Thinking about retirement is often low on the list of life’s priorities. Numerous financial commitments frequently trump a consideration of future needs; sourcing the income for the mortgage, household bills, children and other everyday essentials means that it is no surprise that saving for the future often gets overlooked.
However, a person will still have financial needs beyond the age of their retirement – even the cost of a daily newspaper or a weekly grocery shop can add up over a year. Often post-retirement plans include travelling, enjoying new hobbies or simply taking the opportunity to take in life’s luxuries. Retirement also gives us a lot more free time, which we will often fill with activities that may cost money.
Whatever the goals are, serious choices will have to be made and the sooner such choices are made the faster the freedoms that retirement affords can be enjoyed. If a person wishes to enjoy a higher or even the same standard of living after they cease to be an active member of the workforce, they need to plan for their retirement in advance in order to have an adequate income in retirement. Forward planning offers peace of mind that you have planned well for your future and will be financially stable when you get there.

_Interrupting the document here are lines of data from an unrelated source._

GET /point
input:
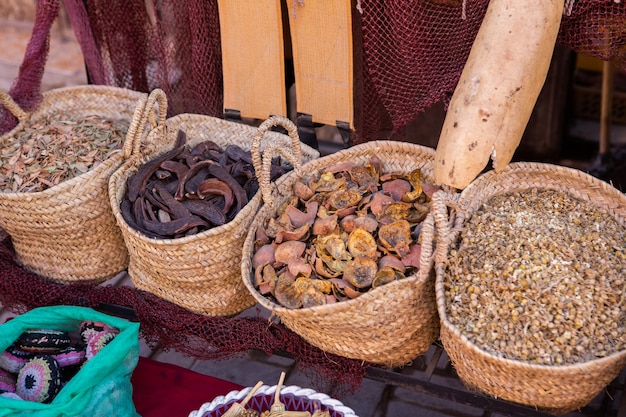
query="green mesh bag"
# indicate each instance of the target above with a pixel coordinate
(101, 387)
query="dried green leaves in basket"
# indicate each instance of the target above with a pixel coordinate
(388, 325)
(530, 286)
(56, 207)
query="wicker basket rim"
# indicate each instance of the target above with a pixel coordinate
(414, 280)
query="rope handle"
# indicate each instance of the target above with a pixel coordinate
(447, 223)
(133, 128)
(7, 101)
(154, 111)
(263, 163)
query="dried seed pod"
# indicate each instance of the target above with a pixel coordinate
(360, 271)
(396, 237)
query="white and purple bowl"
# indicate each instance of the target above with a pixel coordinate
(293, 397)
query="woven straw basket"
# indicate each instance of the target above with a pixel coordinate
(556, 389)
(67, 232)
(200, 272)
(389, 325)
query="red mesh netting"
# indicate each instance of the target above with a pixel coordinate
(169, 326)
(409, 53)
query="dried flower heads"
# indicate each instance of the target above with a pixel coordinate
(346, 230)
(538, 276)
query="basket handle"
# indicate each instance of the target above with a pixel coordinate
(263, 164)
(447, 224)
(7, 101)
(154, 111)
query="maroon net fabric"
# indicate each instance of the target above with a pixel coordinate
(25, 90)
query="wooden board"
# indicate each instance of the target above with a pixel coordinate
(321, 37)
(253, 57)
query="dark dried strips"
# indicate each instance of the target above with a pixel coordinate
(191, 189)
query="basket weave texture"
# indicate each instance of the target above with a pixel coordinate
(200, 272)
(67, 233)
(389, 325)
(555, 389)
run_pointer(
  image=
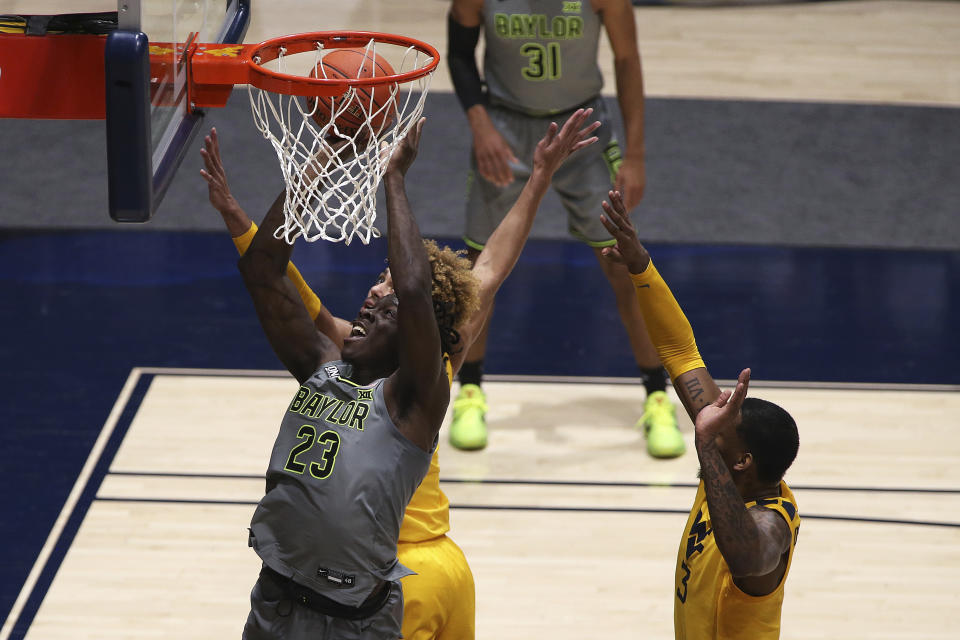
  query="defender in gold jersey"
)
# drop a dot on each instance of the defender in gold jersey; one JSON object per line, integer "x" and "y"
{"x": 738, "y": 543}
{"x": 439, "y": 600}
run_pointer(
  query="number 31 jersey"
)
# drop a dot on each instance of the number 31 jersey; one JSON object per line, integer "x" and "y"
{"x": 340, "y": 476}
{"x": 541, "y": 55}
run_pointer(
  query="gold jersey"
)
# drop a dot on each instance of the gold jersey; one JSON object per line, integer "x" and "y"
{"x": 707, "y": 604}
{"x": 428, "y": 512}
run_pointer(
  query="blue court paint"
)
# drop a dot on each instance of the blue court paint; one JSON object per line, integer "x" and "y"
{"x": 81, "y": 309}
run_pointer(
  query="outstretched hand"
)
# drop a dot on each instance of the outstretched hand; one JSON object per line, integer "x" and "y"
{"x": 724, "y": 411}
{"x": 406, "y": 152}
{"x": 560, "y": 142}
{"x": 217, "y": 188}
{"x": 628, "y": 250}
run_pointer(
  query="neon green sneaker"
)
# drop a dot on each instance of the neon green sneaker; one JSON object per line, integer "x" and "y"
{"x": 659, "y": 423}
{"x": 468, "y": 430}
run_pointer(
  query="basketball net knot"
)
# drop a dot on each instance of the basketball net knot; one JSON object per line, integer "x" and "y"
{"x": 332, "y": 163}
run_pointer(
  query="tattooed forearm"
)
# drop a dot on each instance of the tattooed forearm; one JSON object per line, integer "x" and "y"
{"x": 694, "y": 389}
{"x": 734, "y": 529}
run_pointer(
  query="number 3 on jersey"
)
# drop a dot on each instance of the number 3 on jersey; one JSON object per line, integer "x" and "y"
{"x": 329, "y": 441}
{"x": 544, "y": 61}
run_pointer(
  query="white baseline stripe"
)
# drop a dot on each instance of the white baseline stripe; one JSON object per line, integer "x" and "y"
{"x": 71, "y": 502}
{"x": 768, "y": 384}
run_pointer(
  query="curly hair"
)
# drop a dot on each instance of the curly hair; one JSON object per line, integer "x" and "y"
{"x": 456, "y": 291}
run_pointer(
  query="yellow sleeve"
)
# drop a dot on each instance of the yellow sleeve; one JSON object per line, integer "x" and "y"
{"x": 310, "y": 299}
{"x": 670, "y": 331}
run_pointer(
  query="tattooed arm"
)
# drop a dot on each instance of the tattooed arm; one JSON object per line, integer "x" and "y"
{"x": 752, "y": 541}
{"x": 669, "y": 329}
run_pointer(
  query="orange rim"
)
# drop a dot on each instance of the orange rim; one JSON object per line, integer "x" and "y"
{"x": 302, "y": 85}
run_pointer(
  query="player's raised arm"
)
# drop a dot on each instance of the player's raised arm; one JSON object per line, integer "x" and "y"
{"x": 502, "y": 250}
{"x": 417, "y": 393}
{"x": 284, "y": 318}
{"x": 752, "y": 541}
{"x": 669, "y": 329}
{"x": 242, "y": 229}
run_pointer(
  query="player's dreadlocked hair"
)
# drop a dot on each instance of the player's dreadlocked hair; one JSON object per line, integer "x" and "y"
{"x": 455, "y": 291}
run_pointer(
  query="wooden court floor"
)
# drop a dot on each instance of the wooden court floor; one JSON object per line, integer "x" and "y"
{"x": 570, "y": 528}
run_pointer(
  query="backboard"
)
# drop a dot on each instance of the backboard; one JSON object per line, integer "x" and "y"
{"x": 150, "y": 126}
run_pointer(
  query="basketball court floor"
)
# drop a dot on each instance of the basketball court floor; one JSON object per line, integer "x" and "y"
{"x": 141, "y": 406}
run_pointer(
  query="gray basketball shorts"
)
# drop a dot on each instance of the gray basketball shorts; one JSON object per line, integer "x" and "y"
{"x": 582, "y": 182}
{"x": 275, "y": 617}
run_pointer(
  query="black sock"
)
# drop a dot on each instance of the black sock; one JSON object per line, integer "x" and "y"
{"x": 653, "y": 379}
{"x": 471, "y": 373}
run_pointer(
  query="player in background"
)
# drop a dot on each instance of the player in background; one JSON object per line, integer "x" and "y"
{"x": 540, "y": 62}
{"x": 439, "y": 600}
{"x": 739, "y": 540}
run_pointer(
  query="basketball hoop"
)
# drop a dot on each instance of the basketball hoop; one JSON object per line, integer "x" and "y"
{"x": 333, "y": 125}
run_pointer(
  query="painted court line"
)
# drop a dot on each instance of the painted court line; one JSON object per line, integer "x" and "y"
{"x": 72, "y": 499}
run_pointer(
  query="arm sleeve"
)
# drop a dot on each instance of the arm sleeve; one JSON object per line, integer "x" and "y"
{"x": 310, "y": 299}
{"x": 670, "y": 331}
{"x": 461, "y": 58}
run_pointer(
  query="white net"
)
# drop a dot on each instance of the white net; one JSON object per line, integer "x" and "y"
{"x": 333, "y": 151}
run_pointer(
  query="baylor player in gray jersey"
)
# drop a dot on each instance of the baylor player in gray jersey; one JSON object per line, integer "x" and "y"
{"x": 357, "y": 438}
{"x": 540, "y": 62}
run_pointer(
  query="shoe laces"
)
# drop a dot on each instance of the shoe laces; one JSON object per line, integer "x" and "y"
{"x": 658, "y": 411}
{"x": 470, "y": 399}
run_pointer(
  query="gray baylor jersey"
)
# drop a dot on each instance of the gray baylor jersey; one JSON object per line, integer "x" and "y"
{"x": 541, "y": 55}
{"x": 339, "y": 480}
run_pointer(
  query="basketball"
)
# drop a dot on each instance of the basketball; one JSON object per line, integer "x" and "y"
{"x": 367, "y": 101}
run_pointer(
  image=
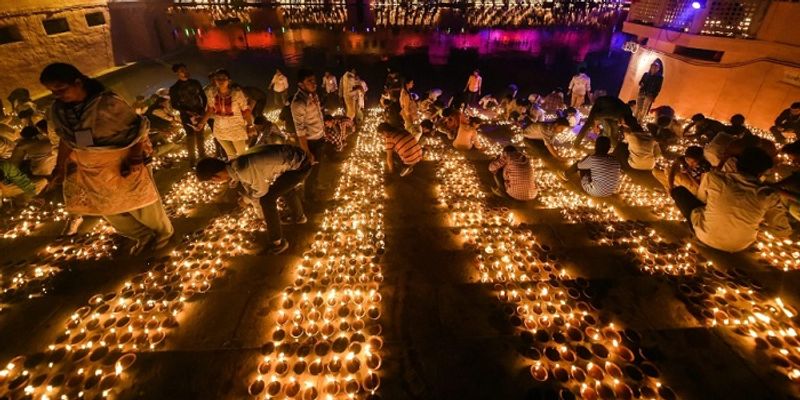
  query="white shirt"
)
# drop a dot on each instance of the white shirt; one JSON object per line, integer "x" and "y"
{"x": 643, "y": 151}
{"x": 735, "y": 207}
{"x": 279, "y": 83}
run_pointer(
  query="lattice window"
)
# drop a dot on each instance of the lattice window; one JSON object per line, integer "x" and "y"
{"x": 734, "y": 17}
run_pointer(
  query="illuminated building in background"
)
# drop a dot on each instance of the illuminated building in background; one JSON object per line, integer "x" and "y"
{"x": 721, "y": 57}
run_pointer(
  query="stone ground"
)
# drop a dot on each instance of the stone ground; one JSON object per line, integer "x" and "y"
{"x": 446, "y": 335}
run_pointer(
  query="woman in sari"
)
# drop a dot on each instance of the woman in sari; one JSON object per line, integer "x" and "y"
{"x": 101, "y": 158}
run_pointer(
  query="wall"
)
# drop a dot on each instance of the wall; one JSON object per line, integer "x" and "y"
{"x": 89, "y": 48}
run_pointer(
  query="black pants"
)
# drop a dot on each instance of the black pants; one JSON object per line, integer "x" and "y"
{"x": 685, "y": 201}
{"x": 288, "y": 186}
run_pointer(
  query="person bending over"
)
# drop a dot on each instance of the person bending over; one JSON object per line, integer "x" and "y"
{"x": 266, "y": 173}
{"x": 513, "y": 175}
{"x": 403, "y": 144}
{"x": 729, "y": 207}
{"x": 600, "y": 173}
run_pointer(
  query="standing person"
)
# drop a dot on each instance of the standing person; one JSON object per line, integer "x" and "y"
{"x": 473, "y": 87}
{"x": 649, "y": 88}
{"x": 331, "y": 87}
{"x": 308, "y": 123}
{"x": 349, "y": 95}
{"x": 266, "y": 173}
{"x": 409, "y": 109}
{"x": 600, "y": 173}
{"x": 608, "y": 111}
{"x": 643, "y": 150}
{"x": 787, "y": 122}
{"x": 729, "y": 208}
{"x": 233, "y": 119}
{"x": 280, "y": 88}
{"x": 103, "y": 145}
{"x": 579, "y": 87}
{"x": 513, "y": 175}
{"x": 403, "y": 144}
{"x": 187, "y": 96}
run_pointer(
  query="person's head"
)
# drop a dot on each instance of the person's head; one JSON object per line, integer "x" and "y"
{"x": 510, "y": 150}
{"x": 67, "y": 83}
{"x": 795, "y": 108}
{"x": 427, "y": 126}
{"x": 181, "y": 70}
{"x": 737, "y": 120}
{"x": 29, "y": 132}
{"x": 222, "y": 79}
{"x": 212, "y": 169}
{"x": 694, "y": 156}
{"x": 602, "y": 146}
{"x": 753, "y": 162}
{"x": 655, "y": 68}
{"x": 306, "y": 80}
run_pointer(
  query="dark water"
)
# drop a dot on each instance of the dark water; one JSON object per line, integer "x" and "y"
{"x": 536, "y": 48}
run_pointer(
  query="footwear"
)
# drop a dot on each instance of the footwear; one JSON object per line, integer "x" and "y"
{"x": 279, "y": 247}
{"x": 71, "y": 228}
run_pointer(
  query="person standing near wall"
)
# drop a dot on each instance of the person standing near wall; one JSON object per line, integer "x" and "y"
{"x": 101, "y": 158}
{"x": 649, "y": 88}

A pension plan will assist in providing this certainty and, given that even a short delay can affect the amount received upon retirement, the general rule is that the earlier contributions are made, the better. By thinking about pension plans now, much of the anxiety surrounding the affordability of future plans can be reduced. If a person is thinking of retiring they will need to take into account where their future income will be coming from and how much it will be.
A crucial financial choice to be tackled is how the pension fund is to be converted into income. Although this decision need not be made until retirement is approaching, it is important to consider carefully what the right option is for a person’s specific circumstances. A pension fund can provide a tax-free lump sum payment upon retirement (normally up to the value of 25% of the fund’s value) while the amount of any regular payments will depend on the size of the fund that has been built up and the annuity rates on offer at the time of retirement.
Factors such as health, age and additional sources of income may also have an impact on retirement options. Attitudes toward investment risk, the balance between lump sum payouts and regular income and what will happen to your fund when you die are all considerations that will shape the choices you make when choosing your pension plan.
It should always be kept in mind that any returns are not guaranteed – the value of a pension fund may fall as well as rise leaving a person with less money upon retirement than initially invested.
Consultation with an IFA is recommended in many situations as the professional will be able to assess your personal situation and goals and advise you accordingly.